As he notes, enterprise IT is about winning a long-term contract, and collecting annual maintenance checks.  By contrast, in dealing with consumers, you are dealing with consumers with shallow-pockets, unable to scrounge for and deliver dollars if the product is not delivering value.  In fact, it is hard to monetize even when you are delivering value — think about how hard it is has been to find revenue models for consumer internet companies where the consumers pay.  Consumers are less likely to sign contracts, and when something better comes along or the product becomes less interesting, they move on.
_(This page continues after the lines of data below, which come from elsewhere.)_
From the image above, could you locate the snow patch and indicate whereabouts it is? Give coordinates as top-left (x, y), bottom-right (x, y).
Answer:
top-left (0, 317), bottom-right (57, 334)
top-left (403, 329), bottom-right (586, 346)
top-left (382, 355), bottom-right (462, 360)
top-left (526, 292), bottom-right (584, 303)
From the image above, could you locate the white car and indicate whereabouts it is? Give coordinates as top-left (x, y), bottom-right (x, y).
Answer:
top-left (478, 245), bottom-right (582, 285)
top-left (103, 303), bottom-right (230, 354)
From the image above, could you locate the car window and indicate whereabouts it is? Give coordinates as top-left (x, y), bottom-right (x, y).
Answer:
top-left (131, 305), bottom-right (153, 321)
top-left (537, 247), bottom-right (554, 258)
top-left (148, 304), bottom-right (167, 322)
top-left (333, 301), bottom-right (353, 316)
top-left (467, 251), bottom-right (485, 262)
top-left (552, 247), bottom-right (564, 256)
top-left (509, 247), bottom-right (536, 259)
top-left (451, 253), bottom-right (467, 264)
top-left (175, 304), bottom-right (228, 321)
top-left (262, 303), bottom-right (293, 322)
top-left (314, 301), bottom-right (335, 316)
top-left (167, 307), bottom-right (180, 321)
In fact, If you are marketing to consumers, it’s all about the consumers.  Consumers are not likely to cut producers any slack like a business or government customer might.  In that same vein, Kundra noted about procurement:

I asked a very simple question: How would a startup company launch in the private sector? If you went to venture capitalists or your board of directors and said, “I need millions of dollars to hire an army of consultants to stand up my e-mail system and build a custom financial system and build out a data center so I can host a website,” you would get laughed out of the room. And that’s exactly what the federal government was doing.

Startups are going to Google for e-mail, or to Microsoft, or to Hotmail. They’re going to Intuit and using QuickBooks for the financial systems. They’re going to a number of providers online to set up a website, and they get value day one, literally. They don’t spend months or years procuring those services. Imagine if the federal government, with purchasing power of $80 billion, demanded from the vendor community, “We want value day one. We don’t want to wait years, and we don’t want to spend millions of dollars, because we’ve seen this movie, and it always ends poorly.”

If you are serving a customer base that demands value from day 1 or there is no check, there is no choice but to innovate from the industry.  Contrast this with an industry, in which there is a stream of huge payments even before there is a product, and a massive stream of payments even where the product has missed numerous timing, cost, and performance benchmarks. The extreme example is defense procurement.  The Economist had a recent story about the F-35 Joint Strike Fighter, our next-generation fighter jet, and the most expensive military program in history. It is running 6 years late, and the planes are running at double the acquisition cost, and at a”jawdropping” trillion dollar cost to support and operate after the $400 billion or so it will cost to buy the planes. Despite this, apparently, Lockheed, the contractor, thinks it is doing a great job.

Obviously, things are different, but can you imagine an angel or venture capitalist handing out gold stars to a portfolio company that had such results?